Frog puzzle is played on a connected graph as follows:
Place one frog on each vertex of the graph to start the puzzle.
The goal of the puzzle is to move all frogs to a given vertex.
All $f$ frogs on vertex $v$ can be moved to vertex $w$ if and only if:
- Both vertices $v,w$ contain at least one frog.
- There exists a path from $v$ to $w$ consisting of $f$ unique edges.
For example, frog puzzle is solvable on any vertex of a path graph.
I'm interested in solving the puzzle on star subgraphs of "dandelion graphs". They can be described as:
Definition. Let $D_{m,n}$ represent a "dandelion graph" consisting of a vertex $v_0$ of degree $m+1$, where:
- $v_0$ is connected to $m$ leaf vertices $\{s_1,\dots,s_m\}=V(S_m)$, i.e. $v_0$ is a center of a star $S_m$.

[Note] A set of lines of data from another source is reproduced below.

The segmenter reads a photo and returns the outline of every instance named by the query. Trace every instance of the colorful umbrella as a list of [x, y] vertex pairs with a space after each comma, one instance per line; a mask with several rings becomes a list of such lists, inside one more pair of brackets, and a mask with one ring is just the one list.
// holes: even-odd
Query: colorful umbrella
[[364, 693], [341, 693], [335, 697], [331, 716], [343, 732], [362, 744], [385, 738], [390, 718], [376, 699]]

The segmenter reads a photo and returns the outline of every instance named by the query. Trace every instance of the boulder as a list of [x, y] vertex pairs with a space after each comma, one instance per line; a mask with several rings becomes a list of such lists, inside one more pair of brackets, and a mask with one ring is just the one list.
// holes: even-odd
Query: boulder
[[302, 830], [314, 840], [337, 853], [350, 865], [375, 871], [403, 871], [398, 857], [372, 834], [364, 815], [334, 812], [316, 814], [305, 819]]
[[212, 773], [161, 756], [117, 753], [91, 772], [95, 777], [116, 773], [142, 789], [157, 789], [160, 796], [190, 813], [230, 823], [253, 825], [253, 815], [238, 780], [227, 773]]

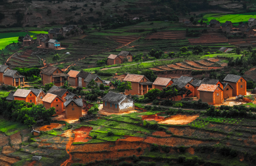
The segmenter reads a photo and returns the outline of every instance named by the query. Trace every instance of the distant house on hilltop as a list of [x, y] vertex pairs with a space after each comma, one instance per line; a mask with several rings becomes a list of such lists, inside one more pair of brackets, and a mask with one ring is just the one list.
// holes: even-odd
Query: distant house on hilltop
[[33, 44], [33, 38], [28, 34], [27, 34], [23, 38], [23, 45], [26, 46]]
[[256, 19], [254, 18], [250, 18], [248, 20], [248, 26], [250, 27], [256, 25]]
[[216, 19], [212, 19], [209, 22], [210, 26], [213, 28], [219, 29], [220, 28], [220, 23]]

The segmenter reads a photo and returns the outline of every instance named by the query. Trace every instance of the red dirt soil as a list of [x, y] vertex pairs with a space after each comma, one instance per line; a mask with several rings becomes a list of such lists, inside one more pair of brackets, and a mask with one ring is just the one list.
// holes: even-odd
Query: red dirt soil
[[52, 130], [53, 129], [60, 127], [64, 124], [60, 124], [59, 123], [51, 123], [50, 125], [45, 125], [41, 127], [40, 128], [40, 131], [48, 131]]

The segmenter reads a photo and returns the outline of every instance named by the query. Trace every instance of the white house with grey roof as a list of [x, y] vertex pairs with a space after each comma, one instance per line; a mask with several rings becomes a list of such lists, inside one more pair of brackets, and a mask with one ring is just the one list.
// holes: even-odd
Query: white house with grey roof
[[114, 112], [134, 110], [134, 101], [125, 94], [110, 92], [101, 99], [103, 109]]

- $v_0$ is connected to a path $P_n$ whose vertices are $V(P_n)=\{p_1,\dots,p_n\}$.
That is, star $S_m$ and path $P_n$ are subgraphs of $D_{m,n}$ that share only a single vertex $v_0$.
Then, $|V(D_{m,n})|=m+n+1$. For example, frog puzzle is solvable on vertex $p_3$ of a $D_{6,15}$ dandelion.
Question. Given $k\in\mathbb N$, what is the smallest $m\gt k$ such that $D_{m,m-k}$ is "solvable in a vertex" $s\in V(S_m)$ ?
We say that given graph "is solvable in a vertex" if the frog puzzle is solvable in that vertex.
Motivation: I have proven that $s\in V(S_m)$ is solvable if $n\ge m$. It remains to consider cases like the given question. (I also know that every vertex of a dandelion is solvable if $n\ge 2m+3$, but asking about all vertices for all $n\lt 2m+3$ is maybe too much.)
Let $m_k$ be the smallest $m$ that answers the question for the given $k$.
I believe that $m_1=14$. This is because $D_{14,13}$ is indeed solvable in some $s\in V(S_m)$,
and because for smaller $m$, the $D_{m,m-1}$ is not solvable in $s$ (assuming my computer search is ok).
For $k>1$, I can only find upper bounds. That is, I have the following: $$m_{k+1}\le 3m_k -2k + 5\label{bound}\tag*{(*)}$$
This is not hard to see. I inductively took the solution of $D_{m_k,m_k-k}$, then connected one extra leaf vertex $s'$ to $v_0$ and then kept connecting an additional vertex both to $v_0$ and to the end of the path subgraph until I could move frogs to that one extra leaf vertex $s'$ and then eventually move all remaining frogs to $s$ in which the graph needs to be solvable. It turns out that extending the graph to $D_{m_{k+1},m_{k+1}-(k+1)}=D_{m',n'},n'=3(m_k-k)+4$ works, which gives the upper bound.
Could this upper bound be the answer (equality holds?), or is there a better upper bound?
Update: My upper bound gives $m_2\le 45$, but I found $m_2\le 32$. Can we do even better?